= United States v. Ike Brown =

In 2006, the United States Department of Justice alleged in United States v. Ike Brown that the Noxubee County Democratic Executive Committee, in Noxubee County, Mississippi, headed by Ike Brown, had violated the Voting Rights Act of 1965 (VRA) with regards to the county's white minority. The suit alleged that Brown, the chairman of the Committee, had conspired to orchestrate "relentless racial discrimination" against white voters. This was the first time the VRA had been used to allege discrimination against whites.
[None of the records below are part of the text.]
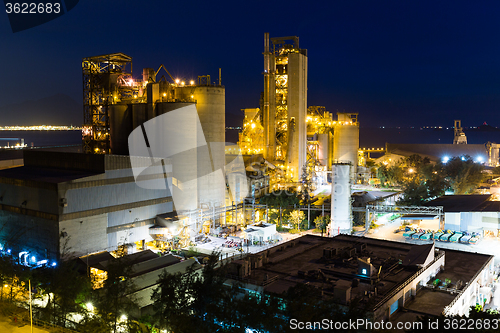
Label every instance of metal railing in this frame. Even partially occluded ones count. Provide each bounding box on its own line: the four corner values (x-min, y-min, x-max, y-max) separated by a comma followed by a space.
373, 251, 444, 311
442, 256, 493, 316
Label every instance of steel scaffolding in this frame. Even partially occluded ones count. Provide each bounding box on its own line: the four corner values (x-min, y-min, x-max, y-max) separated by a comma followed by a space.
82, 53, 133, 154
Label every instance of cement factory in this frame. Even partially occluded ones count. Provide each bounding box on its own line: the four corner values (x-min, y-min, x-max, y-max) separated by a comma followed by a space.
0, 33, 499, 264
0, 33, 500, 320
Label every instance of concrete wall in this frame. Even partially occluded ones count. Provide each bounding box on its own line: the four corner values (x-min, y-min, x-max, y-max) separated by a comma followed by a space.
59, 214, 108, 256
374, 253, 445, 321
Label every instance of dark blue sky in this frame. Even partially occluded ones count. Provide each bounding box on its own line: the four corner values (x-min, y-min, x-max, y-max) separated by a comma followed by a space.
0, 0, 500, 126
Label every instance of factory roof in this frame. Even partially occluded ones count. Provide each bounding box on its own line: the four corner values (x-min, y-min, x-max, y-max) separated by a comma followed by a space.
0, 166, 98, 184
426, 194, 500, 213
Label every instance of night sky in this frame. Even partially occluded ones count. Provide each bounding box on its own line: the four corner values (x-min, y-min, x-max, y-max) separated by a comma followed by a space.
0, 0, 500, 127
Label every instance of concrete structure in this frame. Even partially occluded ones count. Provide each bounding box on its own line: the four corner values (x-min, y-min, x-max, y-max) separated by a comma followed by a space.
328, 163, 352, 236
262, 33, 307, 182
244, 222, 279, 243
82, 53, 226, 209
77, 250, 202, 317
230, 235, 494, 322
333, 112, 359, 181
0, 151, 173, 264
427, 194, 500, 237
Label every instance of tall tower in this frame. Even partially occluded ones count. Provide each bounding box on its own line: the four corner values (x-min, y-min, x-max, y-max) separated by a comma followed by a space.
262, 33, 307, 182
82, 53, 134, 154
453, 120, 467, 145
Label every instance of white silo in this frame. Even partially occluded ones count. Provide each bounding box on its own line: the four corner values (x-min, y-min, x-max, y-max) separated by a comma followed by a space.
329, 163, 352, 236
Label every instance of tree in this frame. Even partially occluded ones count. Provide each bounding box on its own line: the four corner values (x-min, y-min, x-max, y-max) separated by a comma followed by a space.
314, 215, 330, 237
289, 210, 305, 230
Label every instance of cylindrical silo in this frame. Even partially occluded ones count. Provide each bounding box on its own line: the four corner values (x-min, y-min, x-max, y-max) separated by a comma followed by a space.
333, 116, 359, 180
318, 133, 329, 166
329, 163, 352, 236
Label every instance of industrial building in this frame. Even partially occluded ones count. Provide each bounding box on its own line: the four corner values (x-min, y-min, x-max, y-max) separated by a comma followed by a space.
230, 235, 495, 321
0, 150, 173, 265
426, 194, 500, 237
238, 33, 359, 189
262, 33, 307, 182
0, 53, 252, 265
375, 120, 500, 167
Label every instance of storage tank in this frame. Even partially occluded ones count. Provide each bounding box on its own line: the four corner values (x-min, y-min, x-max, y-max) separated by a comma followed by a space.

On June 29, 2007, United States District Judge Tom S. Lee ruled that Brown (a twice-convicted felon), in conjunction with the Noxubee Democratic Executive Committee, had "manipulated the political process in ways specifically intended and designed to impair and impede participation of white voters and to dilute their votes." The 104-page opinion held that the Voting Rights Act is a colorblind statute and protects all voters from racial discrimination, regardless of the race of the voter. The Court ruled that the Noxubee County Democratic Party had an illegal intent to discriminate against white voters in violation of Section 2 of the VRA.

The United States entered in a consent decree with the Noxubee County superintendent of general elections, administrator of absentee ballots, registrar, and the county government. The consent decree prohibited a wide range of discriminatory and illegal voting practices, and required these officials to report such incidents if they received information that they were continuing. This consent decree was approved by the district court and filed simultaneously with the filing of the complaint. Brown told The New York Times that he had not signed any such papers.